Dennis Willems is een chef die een innige band heeft met de groenten waar hij zo graag mee werkt. Bij Morille verbouwen ze namelijk zowat al hun groenten zelf. Alleen als er iets ontbreekt, gaan ze langs bij boerderijwinkel Bioduin een kilometertje verderop. “Vandaag hebben we om en bij de 150 erwtenplanten staan. Het is een moeilijk jaar voor de moestuin omdat er veel vochtigheid is, maar we gaan ze binnenkort toch gaan kunnen oogsten. Heerlijk.”
“Wij koken opportunistisch. Dat betekent dat we koken met wat we ’s ochtends uit de moestuin halen. Als we te veel hebben, denken we na over wat we met de overvloedige groenten gaan doen. Hebben we doperwten over, dan gaan we ze losweg invriezen. Dat is de beste manier om ze te bewaren. Ik vind fermenteren en inleggen fantastisch, maar dat is niet ideaal voor doperwten. Je wil ze namelijk fris en groen eten. Als je ze inlegt, worden ze bruin. En dat trekt niet echt aan.”
Chef Willems heeft vandaag al doperwten in zijn menu, maar dan wel van vorig jaar. Hij verwerkt ze tot een ketchup – “bereid als met tomaten, maar dan met doperwten” – en brengt er een hotdog van lam en asperge mee op smaak. De doperwt is een dankbaar product om herkenbare smaken een eigen draai te geven. “De meest gebruikelijke bereidingen van doperwt vind ik op zich al geweldig; Denk aan een crème die je bijvoorbeeld bij kwartel ‘en croûte’ serveert, of een koud soepje. Dubbel gedopt met dubbel gedopte tuinbonen en kapucijn in een salade. Lekker. Je kan er alle kanten mee op.”
“Onze filosofie is om met ingrediënten te werken die niet verder dan vijftien kilometer van het restaurant komen. Citroen gebruiken we dus niet, waardoor je altijd moet gaan omdenken. Zo ga ik geen risotto met rijst en parmezaan bereiden, maar met oude Zeeuwse kaas, parelgort, daslook en morilles.

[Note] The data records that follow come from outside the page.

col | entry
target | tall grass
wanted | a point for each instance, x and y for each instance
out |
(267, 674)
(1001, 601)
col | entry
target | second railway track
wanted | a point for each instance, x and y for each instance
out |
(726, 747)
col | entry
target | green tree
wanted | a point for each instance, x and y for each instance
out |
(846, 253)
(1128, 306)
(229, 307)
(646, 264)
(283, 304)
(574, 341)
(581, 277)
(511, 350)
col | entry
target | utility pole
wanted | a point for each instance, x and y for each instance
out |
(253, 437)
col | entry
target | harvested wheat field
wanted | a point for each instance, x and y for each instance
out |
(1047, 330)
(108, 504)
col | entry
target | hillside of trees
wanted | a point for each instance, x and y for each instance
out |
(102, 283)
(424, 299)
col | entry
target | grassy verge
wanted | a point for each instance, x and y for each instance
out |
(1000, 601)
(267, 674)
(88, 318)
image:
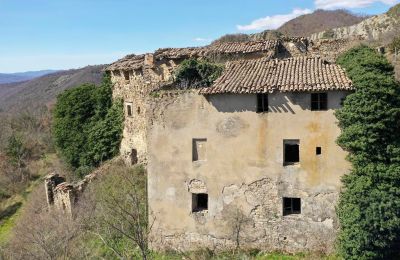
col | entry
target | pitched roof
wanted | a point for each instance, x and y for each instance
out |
(129, 62)
(294, 74)
(136, 61)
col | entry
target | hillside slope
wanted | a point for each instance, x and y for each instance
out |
(320, 20)
(42, 91)
(302, 26)
(380, 28)
(23, 76)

Al gebruik ik wel graag zuren, ook bij doperwten. Die zijn zoet van zichzelf, en als je wat friszurigheid toevoegt, gaat die smaak mooi open. Zo heb ik kombucha gemaakt van Nederlandse thee en daar een gel van gemaakt om een salade van peulvruchten, waaronder doperwten, op smaak te brengen.”
De peulen belanden bij Morille steevast in de compost. Af en toe zie je restaurants waar die peulen worden verwerkt in pakweg een dressing of vinaigrette. De peulen hebben dan ook een mooi geconcentreerde erwtensmaak. Maar chef Willems ga je dat niet zien doen.
“Doperwten behoren tot de vlinderbloemigen, en het is niet zo goed voor je gezondheid om ze rauw te eten. De groenten bezitten defensive chemicals om zich te verdedigen. Een leeuw heeft klauwen, een slang gif, en planten doen het hiermee. De vrucht zelf bevat veel minder van deze defensive chemicals, het zit eerder in stengels en bladeren bijvoorbeeld. En dus ook in de peulen. Dat ze lekker zijn, spreek ik niet tegen. Maar ze zijn dus niet goed voor je.”
“Het is belangrijk om zeer gevarieerd te eten, ook wat groenten betreft. Daarom serveren wij veertien kleine gerechtjes waarin een grote diversiteit aan groenten worden verwerkt. Ook als je groenten eet, moet je nadenken over wat je eet.”